Tommaso Grassi
antenna 5G

Antenne 5G, Grassi e Verdi: “Serve un piano complessivo del territorio comunale prima di riempire tetti, palazzi e giardini di nuovi impianti. Nell’attesa una moratoria sulle nuove installazioni”

“Ancora più urgente dopo l’accordo con Ferrovie per l’installazione a Santa Maria Novella”

“E’ notizia di queste ore che il gruppo Ferrovie dello Stato ha firmato un accordo con la società controllata dalla TIM che si occupa di realizzare il sistema di infrastrutture del 5G – affermano il Capogruppo Tommaso Grassi e la Consigliera Donella Verdi del gruppo Firenze riparte a sinistra -. Serve un piano complessivo del territorio comunale prima di riempire tetti, palazzi e giardini di nuovi impianti. Nell’attesa una moratoria sulle nuove installazioni. Abbiamo già depositato da qualche settimana un atto di indirizzo alla giunta e la prossima settimana sarà discussa in Commissione, e speriamo possa ricevere l’avvallo del Consiglio entro la fine del mandato”.

“Si preferisca alle nuove installazioni di antenne che potranno aumentare il numero di impianti della telefonia su tetti, negli immobili e nei giardini di Firenze, la sostituzione degli impianti più vecchi razionalizzando le postazioni, incentivando accordi tra i diversi operatori che possano ridurre numericamente le nuove installazioni. Pochi ma chiari obiettivi per questa innovazione che preoccupa per l’impatto che potrebbe avere in città storiche e vissute come Firenze: ridurre al massimo il numero delle postazioni per i nuovi impianti; riutilizzare le già definite localizzazioni per le antenne già esistenti; valutare la dismissione delle localizzazioni potenzialmente più pericolose per la salute umana; valutare il ridimensionamento fisico delle istallazioni di impianti per la telefonia mobile già presenti.
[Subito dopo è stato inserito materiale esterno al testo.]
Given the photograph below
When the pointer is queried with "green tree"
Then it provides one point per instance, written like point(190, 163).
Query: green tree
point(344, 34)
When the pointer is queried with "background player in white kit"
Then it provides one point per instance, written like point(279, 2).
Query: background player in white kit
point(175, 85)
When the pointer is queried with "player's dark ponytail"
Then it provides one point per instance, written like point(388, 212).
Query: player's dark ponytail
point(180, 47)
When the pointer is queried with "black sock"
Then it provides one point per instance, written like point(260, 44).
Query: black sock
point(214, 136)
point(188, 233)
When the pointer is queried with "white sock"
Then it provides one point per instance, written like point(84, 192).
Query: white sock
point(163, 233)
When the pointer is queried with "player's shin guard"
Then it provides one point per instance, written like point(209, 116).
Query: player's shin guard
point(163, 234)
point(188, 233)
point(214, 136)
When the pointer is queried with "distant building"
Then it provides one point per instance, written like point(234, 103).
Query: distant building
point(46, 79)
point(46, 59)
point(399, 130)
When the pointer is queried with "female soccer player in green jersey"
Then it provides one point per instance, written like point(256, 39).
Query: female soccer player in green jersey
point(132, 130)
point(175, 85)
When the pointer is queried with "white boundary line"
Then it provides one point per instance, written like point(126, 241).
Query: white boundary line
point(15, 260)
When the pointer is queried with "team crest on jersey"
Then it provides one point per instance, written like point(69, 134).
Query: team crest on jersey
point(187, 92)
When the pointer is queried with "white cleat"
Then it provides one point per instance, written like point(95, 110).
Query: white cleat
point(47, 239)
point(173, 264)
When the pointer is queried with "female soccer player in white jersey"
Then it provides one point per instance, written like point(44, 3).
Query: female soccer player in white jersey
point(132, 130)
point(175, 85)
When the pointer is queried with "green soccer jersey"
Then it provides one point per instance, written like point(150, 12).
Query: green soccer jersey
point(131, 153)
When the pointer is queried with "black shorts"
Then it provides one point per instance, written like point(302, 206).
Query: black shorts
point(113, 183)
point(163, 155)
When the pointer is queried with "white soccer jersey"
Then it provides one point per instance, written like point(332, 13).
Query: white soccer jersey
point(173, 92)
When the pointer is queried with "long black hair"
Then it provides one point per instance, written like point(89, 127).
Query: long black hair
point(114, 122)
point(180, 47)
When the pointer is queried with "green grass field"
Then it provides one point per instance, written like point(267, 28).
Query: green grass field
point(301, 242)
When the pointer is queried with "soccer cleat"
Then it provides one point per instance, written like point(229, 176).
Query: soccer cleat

Non chiudiamo le porte alla tecnologia 5G, ma prima di rilasciare singole autorizzazioni, nell’ottica dell’applicazione del principio di precauzione e nelle more dell’approvazione del piano comunale, sarebbe auspicabile sospendere il rilascio di qualsiasi autorizzazione per impianti 5G nel territorio del Comune di Firenze”.

“Non vogliamo ignorare il tema connesso all’inquinamento elettromagnetico e al cosiddetto elettrosmog: certo più antenne verranno installate, più sarà il livello di emissione e più rischi e problematiche potrebbero esserci. Pianificare e programmare l’uso del nostro territorio è un compito anche dell’amministrazione comunale e alla libera iniziativa dei singoli operatori preferiamo dare organicità e definire un piano che sappia gestire fin dall’inizio una novità”.